Nope i definitely dont have a propane torch.

Question. Do I need to have the weird stain?

If you dont have a blowtorch, you can hold the paperclips with pliers and close one end in a drill and twist the wire for like 5 seconds it rearranges the molecules and makes it much harder.

Hardly anyone does water quenching anymore, most do air tempering. In this particular case you can probably get away with it. It won't turn the paperclip into glass, it would probably still take a good amount of force or very sharp movements to break it off and even if it did break, it's easily removable, but that's why you have practice locks, neh? For what it's used for, this process is fine.

Here's an example of air tempering:
Heat A2 tool steel to 1750 degrees for one hour and fifteen minutes to one and a half hours. Remove from oven let cool for eight hours minimum. Heat the part to 600 degrees for thirty minutes then allow to cool. That will give you a Rockwell hardness of about 52 to 60 (that's hard enough that you can't file the metal, you have to use either a honing stone or carbide). If you want to figure out what kind of metal you're using, there are tons of charts that will tell you the exact temp and time you need to get a certain hardness.

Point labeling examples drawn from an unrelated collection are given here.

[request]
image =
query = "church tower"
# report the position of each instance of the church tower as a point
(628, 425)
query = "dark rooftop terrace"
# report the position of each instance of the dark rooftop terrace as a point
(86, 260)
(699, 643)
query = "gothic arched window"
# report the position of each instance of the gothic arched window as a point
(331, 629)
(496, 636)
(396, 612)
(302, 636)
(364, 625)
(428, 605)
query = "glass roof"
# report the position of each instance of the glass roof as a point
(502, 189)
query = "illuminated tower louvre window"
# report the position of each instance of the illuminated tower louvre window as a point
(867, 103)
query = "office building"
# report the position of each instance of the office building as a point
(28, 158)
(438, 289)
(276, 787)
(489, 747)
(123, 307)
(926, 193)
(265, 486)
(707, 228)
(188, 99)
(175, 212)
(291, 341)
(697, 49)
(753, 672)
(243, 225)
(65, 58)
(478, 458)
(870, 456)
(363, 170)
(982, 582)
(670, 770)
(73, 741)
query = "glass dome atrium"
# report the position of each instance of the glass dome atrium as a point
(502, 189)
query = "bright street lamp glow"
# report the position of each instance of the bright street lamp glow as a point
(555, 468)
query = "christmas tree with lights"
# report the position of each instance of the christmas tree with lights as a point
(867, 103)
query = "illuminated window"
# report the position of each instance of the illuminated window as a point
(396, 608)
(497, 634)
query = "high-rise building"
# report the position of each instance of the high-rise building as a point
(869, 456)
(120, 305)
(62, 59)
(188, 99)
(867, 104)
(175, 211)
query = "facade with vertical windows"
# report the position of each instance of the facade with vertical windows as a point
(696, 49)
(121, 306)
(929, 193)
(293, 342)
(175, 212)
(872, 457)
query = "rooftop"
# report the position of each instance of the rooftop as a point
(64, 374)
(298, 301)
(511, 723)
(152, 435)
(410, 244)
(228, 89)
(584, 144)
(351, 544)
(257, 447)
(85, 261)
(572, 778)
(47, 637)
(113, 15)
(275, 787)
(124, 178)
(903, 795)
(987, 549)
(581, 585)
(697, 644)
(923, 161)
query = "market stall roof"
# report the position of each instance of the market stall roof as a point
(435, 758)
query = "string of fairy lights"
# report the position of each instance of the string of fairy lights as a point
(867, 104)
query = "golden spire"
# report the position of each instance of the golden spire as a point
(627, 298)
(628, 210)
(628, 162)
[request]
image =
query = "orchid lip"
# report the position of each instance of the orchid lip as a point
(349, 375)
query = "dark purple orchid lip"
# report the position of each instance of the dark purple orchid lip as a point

I presume that would mean you would need a forge or something similar to keep the metal at temperature for those lengthy time periods. Is there a good way to air temper using more general purpose heating sources (like a torch) or is it simply a matter where "if it's worth doing right, it's worth the investment."

If that's the case, water quenching seems like it may still be good for the casual "blacksmith" (and I even use that in quotes loosely), who just wants to dabble once or twice with it and move on to the next kind of project.

The gas fired forges I've seen here would do okay, so long as there wasn't a huge temperature fluctuation but most use an electric oven designed for that purpose.

For all intents and purposes, especially for small pieces like this one, yes, water quenching is fine. I was more adding specific information about the process. I've used water quenching for horseshoes almost exclusively and have never had a problem.

Though now that I think about it, you could probably whip up a temporary gas forge with firebricks, some black pipe, a mixing valve and some of those propane torch sized oxy acetylene tanks if you put your mind to it.

user

but putting hot metal in water makes it brittle

yes and putting it in hot or warm salt water and cool it down slowly makes it juuuuust right. depending.